Quiz 1: Strings with Python¶

Explain your work. All work must be your own.

For code questions, you do not need to give working code or use exact forms of functions if you cannot remember. You can use "pseudocode" involving standard programming structures and functions.

1. Zipf's law¶

Zipf's law states that the $n$th most common word in a corpus is 1/$n$ as common as the most common word. For example the 10th most common word is used 1/10 as often as the most common word (in English, probably 'the').

Given a string variable containing text for a long corpus, describe how you would determine the frequency of the words

In your answer, only use low-level python (no packages)

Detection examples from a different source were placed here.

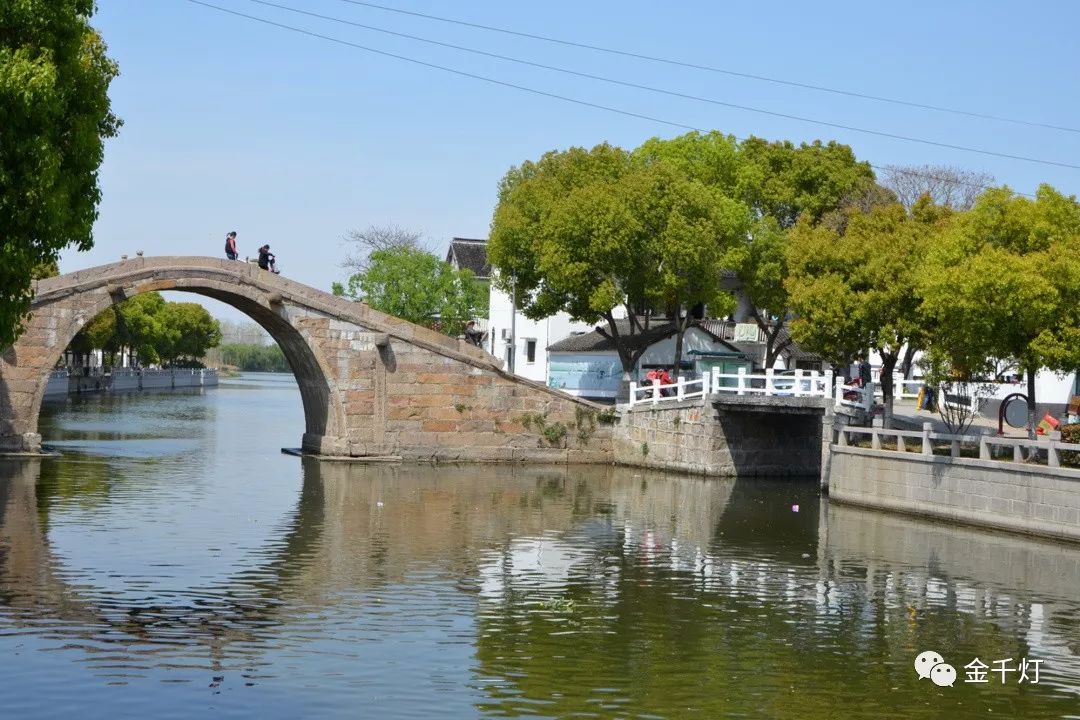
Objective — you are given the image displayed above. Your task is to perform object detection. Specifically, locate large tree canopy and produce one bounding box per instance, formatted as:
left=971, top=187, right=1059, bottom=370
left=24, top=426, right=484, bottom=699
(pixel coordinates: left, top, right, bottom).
left=919, top=186, right=1080, bottom=434
left=68, top=293, right=221, bottom=363
left=787, top=196, right=950, bottom=427
left=0, top=0, right=120, bottom=348
left=732, top=137, right=876, bottom=367
left=488, top=141, right=750, bottom=382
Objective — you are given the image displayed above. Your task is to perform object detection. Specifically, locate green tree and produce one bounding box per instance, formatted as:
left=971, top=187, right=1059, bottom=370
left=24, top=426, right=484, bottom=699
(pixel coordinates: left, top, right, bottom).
left=220, top=343, right=292, bottom=372
left=786, top=198, right=950, bottom=427
left=622, top=161, right=751, bottom=371
left=68, top=308, right=117, bottom=367
left=488, top=144, right=659, bottom=394
left=156, top=302, right=221, bottom=363
left=0, top=0, right=120, bottom=348
left=113, top=293, right=168, bottom=364
left=732, top=137, right=874, bottom=367
left=919, top=185, right=1080, bottom=437
left=334, top=246, right=487, bottom=335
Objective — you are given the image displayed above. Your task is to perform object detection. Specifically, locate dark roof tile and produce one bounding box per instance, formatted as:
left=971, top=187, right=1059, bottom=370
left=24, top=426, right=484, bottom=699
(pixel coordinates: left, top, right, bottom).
left=446, top=237, right=491, bottom=280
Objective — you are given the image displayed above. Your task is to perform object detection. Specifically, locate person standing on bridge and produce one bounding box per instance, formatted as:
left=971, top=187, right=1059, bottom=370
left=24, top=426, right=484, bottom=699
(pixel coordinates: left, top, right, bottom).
left=259, top=245, right=278, bottom=273
left=225, top=230, right=240, bottom=260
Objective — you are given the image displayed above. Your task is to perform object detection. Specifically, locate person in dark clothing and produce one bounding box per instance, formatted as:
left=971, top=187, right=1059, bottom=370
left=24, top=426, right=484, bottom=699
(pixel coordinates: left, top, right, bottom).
left=225, top=230, right=240, bottom=260
left=259, top=245, right=278, bottom=273
left=859, top=357, right=874, bottom=388
left=465, top=321, right=485, bottom=348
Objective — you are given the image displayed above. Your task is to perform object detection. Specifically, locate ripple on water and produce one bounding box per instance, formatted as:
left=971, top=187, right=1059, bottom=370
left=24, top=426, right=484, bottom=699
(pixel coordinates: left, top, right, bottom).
left=0, top=376, right=1080, bottom=719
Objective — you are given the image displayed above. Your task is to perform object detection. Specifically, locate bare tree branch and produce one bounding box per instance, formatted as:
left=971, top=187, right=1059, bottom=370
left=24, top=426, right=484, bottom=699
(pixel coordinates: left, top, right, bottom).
left=341, top=225, right=431, bottom=273
left=880, top=165, right=994, bottom=210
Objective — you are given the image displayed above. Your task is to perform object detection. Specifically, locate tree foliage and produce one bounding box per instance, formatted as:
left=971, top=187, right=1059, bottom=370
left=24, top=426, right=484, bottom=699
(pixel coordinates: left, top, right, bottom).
left=787, top=198, right=950, bottom=426
left=335, top=246, right=487, bottom=335
left=68, top=293, right=221, bottom=364
left=488, top=134, right=750, bottom=379
left=0, top=0, right=120, bottom=348
left=219, top=343, right=292, bottom=372
left=919, top=186, right=1080, bottom=433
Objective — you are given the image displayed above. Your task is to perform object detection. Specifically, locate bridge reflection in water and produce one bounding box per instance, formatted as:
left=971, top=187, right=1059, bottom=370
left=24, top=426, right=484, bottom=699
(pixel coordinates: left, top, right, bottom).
left=0, top=457, right=1080, bottom=717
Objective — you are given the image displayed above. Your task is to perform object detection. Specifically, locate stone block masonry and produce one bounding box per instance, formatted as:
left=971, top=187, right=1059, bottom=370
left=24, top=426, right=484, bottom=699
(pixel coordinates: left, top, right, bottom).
left=612, top=397, right=832, bottom=477
left=0, top=257, right=612, bottom=463
left=828, top=445, right=1080, bottom=541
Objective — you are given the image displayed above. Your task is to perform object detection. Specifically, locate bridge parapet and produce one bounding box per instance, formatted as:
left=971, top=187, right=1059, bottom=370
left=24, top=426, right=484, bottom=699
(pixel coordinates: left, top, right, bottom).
left=0, top=257, right=611, bottom=462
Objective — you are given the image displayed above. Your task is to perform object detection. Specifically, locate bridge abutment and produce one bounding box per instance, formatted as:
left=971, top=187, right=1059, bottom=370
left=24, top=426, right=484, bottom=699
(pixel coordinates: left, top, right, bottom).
left=0, top=257, right=612, bottom=463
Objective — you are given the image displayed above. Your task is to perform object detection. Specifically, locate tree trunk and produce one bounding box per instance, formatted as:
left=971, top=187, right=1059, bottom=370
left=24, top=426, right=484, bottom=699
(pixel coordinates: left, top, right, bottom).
left=1027, top=368, right=1037, bottom=440
left=672, top=315, right=690, bottom=380
left=900, top=343, right=917, bottom=380
left=878, top=350, right=897, bottom=429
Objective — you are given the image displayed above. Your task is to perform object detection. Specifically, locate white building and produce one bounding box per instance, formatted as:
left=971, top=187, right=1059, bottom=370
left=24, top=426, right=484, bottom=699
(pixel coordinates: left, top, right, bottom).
left=446, top=237, right=593, bottom=382
left=548, top=321, right=753, bottom=399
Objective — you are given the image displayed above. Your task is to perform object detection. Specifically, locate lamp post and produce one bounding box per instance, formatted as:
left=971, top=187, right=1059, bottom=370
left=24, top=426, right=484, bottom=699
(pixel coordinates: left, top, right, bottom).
left=507, top=270, right=517, bottom=372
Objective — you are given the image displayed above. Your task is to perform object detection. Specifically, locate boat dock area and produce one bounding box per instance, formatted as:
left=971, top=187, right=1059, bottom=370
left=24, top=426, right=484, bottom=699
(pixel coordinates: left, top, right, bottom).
left=45, top=368, right=218, bottom=397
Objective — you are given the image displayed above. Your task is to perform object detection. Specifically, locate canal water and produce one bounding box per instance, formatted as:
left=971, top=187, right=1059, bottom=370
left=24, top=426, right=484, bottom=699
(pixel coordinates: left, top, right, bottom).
left=0, top=375, right=1080, bottom=720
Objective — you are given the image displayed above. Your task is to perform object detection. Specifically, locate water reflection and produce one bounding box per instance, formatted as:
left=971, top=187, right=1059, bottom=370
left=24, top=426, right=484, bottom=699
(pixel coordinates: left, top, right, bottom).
left=0, top=379, right=1080, bottom=718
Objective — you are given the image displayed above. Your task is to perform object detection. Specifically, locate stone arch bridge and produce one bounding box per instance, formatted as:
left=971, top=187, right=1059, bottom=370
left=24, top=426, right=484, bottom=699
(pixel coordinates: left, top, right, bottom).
left=0, top=257, right=611, bottom=462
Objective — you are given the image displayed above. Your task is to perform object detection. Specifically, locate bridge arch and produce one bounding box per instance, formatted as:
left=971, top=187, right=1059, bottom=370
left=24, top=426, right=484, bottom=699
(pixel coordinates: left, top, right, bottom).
left=0, top=257, right=612, bottom=463
left=0, top=258, right=346, bottom=452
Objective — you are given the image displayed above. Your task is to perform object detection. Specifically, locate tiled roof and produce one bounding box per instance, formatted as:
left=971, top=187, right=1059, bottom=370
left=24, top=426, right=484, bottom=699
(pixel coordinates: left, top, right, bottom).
left=701, top=320, right=821, bottom=362
left=548, top=320, right=738, bottom=353
left=446, top=237, right=491, bottom=280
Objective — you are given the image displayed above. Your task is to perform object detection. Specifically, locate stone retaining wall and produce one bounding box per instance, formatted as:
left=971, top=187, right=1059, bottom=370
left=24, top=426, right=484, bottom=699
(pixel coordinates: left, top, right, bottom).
left=828, top=445, right=1080, bottom=541
left=612, top=398, right=832, bottom=477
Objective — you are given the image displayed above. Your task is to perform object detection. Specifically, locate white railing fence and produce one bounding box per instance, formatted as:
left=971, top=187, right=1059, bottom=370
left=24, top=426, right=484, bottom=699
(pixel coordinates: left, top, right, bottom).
left=630, top=368, right=874, bottom=411
left=836, top=423, right=1080, bottom=467
left=874, top=372, right=926, bottom=400
left=630, top=373, right=708, bottom=407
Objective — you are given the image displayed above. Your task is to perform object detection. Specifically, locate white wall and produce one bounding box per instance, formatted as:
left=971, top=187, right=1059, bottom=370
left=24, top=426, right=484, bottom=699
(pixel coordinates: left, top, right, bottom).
left=484, top=284, right=594, bottom=382
left=635, top=327, right=729, bottom=381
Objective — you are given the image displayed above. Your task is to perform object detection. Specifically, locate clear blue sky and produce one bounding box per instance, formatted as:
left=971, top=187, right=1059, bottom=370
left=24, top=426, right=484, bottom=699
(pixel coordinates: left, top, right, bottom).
left=76, top=0, right=1080, bottom=317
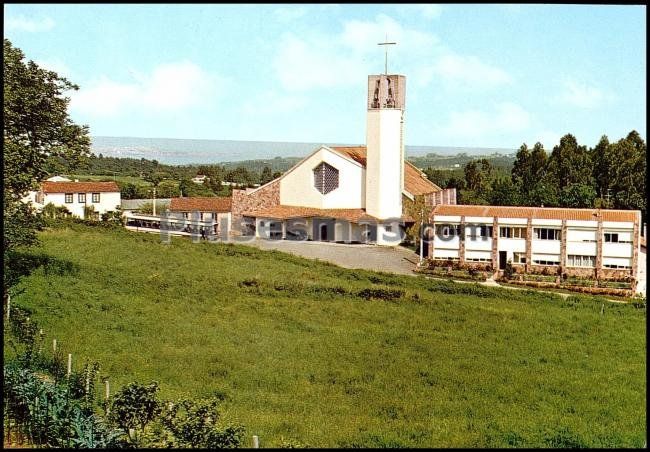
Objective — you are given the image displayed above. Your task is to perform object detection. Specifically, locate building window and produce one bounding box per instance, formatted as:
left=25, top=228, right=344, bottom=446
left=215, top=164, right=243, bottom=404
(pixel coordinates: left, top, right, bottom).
left=533, top=228, right=560, bottom=240
left=513, top=253, right=526, bottom=264
left=605, top=232, right=618, bottom=243
left=436, top=224, right=460, bottom=237
left=466, top=224, right=492, bottom=239
left=314, top=162, right=339, bottom=195
left=567, top=254, right=596, bottom=267
left=499, top=226, right=526, bottom=239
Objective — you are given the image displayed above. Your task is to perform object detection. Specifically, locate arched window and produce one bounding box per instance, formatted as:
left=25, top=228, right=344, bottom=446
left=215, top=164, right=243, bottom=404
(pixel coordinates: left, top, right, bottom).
left=314, top=162, right=339, bottom=195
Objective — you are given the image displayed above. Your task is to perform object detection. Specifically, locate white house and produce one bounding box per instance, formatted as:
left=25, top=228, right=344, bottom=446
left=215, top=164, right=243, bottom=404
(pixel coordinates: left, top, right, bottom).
left=169, top=197, right=232, bottom=235
left=232, top=74, right=456, bottom=246
left=23, top=180, right=121, bottom=218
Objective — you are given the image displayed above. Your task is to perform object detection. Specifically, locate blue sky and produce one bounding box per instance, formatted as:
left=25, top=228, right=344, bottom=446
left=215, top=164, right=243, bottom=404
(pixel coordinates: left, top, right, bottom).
left=4, top=4, right=646, bottom=149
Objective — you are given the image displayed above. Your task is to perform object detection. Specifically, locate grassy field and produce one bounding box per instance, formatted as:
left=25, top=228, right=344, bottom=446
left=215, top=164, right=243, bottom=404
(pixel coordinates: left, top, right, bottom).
left=5, top=226, right=646, bottom=447
left=69, top=174, right=153, bottom=186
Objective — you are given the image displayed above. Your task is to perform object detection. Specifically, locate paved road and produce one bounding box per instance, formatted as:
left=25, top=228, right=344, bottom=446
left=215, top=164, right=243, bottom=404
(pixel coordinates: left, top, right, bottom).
left=240, top=239, right=419, bottom=275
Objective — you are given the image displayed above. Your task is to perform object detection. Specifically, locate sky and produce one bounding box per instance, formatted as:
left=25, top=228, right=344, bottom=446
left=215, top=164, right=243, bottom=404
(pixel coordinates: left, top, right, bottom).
left=4, top=4, right=647, bottom=149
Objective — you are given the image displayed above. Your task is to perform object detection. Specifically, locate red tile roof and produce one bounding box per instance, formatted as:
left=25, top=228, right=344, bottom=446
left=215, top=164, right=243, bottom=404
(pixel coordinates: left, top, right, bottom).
left=330, top=146, right=442, bottom=196
left=169, top=197, right=232, bottom=212
left=433, top=204, right=640, bottom=222
left=41, top=181, right=120, bottom=193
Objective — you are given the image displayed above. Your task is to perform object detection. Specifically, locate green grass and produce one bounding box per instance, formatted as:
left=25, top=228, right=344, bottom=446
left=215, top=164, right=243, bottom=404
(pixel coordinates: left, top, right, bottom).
left=5, top=226, right=646, bottom=447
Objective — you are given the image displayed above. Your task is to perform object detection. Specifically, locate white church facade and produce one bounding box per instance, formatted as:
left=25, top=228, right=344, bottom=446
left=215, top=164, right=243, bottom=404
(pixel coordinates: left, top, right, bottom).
left=232, top=74, right=456, bottom=246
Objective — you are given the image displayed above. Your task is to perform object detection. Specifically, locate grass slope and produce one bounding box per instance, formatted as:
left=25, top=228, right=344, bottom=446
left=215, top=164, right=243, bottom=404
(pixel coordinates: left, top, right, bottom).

For example the first few characters of the string would be something like: "This enhances our commitment to open-source collaboration while providing additional protections for contributors and users alike. It provides a collection of working systems with different complexities."...

Write your code such that it operates on an input string variable mystring

In [26]:
# giving python code here. 
# pseudocode would be similar but with true python function names and loop syntax replaced 
# with some roughly similar creation

mystring = "this This THIS this enhances our commitment to open-source collaboration while providing additional protections for contributors and users alike. It provides a collection of working systems with different complexities."

word_freqs = {}
words = mystring.split(' ')

for word in words:
    if word not in word_freqs:
        word_freqs[word] = 1 # initialize counter 
    else:
        word_freqs[word] = word_freqs[word]+1 # increment counter

print(word_freqs) # not many repeats in this case. note puncutation included in words. also case
{'this': 2, 'This': 1, 'THIS': 1, 'enhances': 1, 'our': 1, 'commitment': 1, 'to': 1, 'open-source': 1, 'collaboration': 1, 'while': 1, 'providing': 1, 'additional': 1, 'protections': 1, 'for': 1, 'contributors': 1, 'and': 1, 'users': 1, 'alike.': 1, 'It': 1, 'provides': 1, 'a': 1, 'collection': 1, 'of': 1, 'working': 1, 'systems': 1, 'with': 1, 'different': 1, 'complexities.': 1}
In [25]:
# handle punctuation and case

word_freqs = {}
words = mystring.split(' ')

for word in words:
    word = word.lower() # convert all to lowercase
    if word[-1] in {'.',',','?','!'}:
        word = word[:-1] # chop off punctuation if found
    if word not in word_freqs:
        word_freqs[word] = 1
    else:
        word_freqs[word] = word_freqs[word]+1
        
print(word_freqs) # better (though won't be perfect)
{'this': 4, 'enhances': 1, 'our': 1, 'commitment': 1, 'to': 1, 'open-source': 1, 'collaboration': 1, 'while': 1, 'providing': 1, 'additional': 1, 'protections': 1, 'for': 1, 'contributors': 1, 'and': 1, 'users': 1, 'alike': 1, 'it': 1, 'provides': 1, 'a': 1, 'collection': 1, 'of': 1, 'working': 1, 'systems': 1, 'with': 1, 'different': 1, 'complexities': 1}

2. Regex¶

Suppose you want to find all decimal numbers in some text, with no errors or exceptions. E.g, numbers of the form 123.456. Describe how regex can achieve this in as much detail as you can, and note the particular issues that come up.

answer in plain language¶

make pattern which finds:

  1. a sequence of numbers (0-9) of any length
  2. followed by a decimal point
  3. followed by another sequence of numbers (0-9) of any length.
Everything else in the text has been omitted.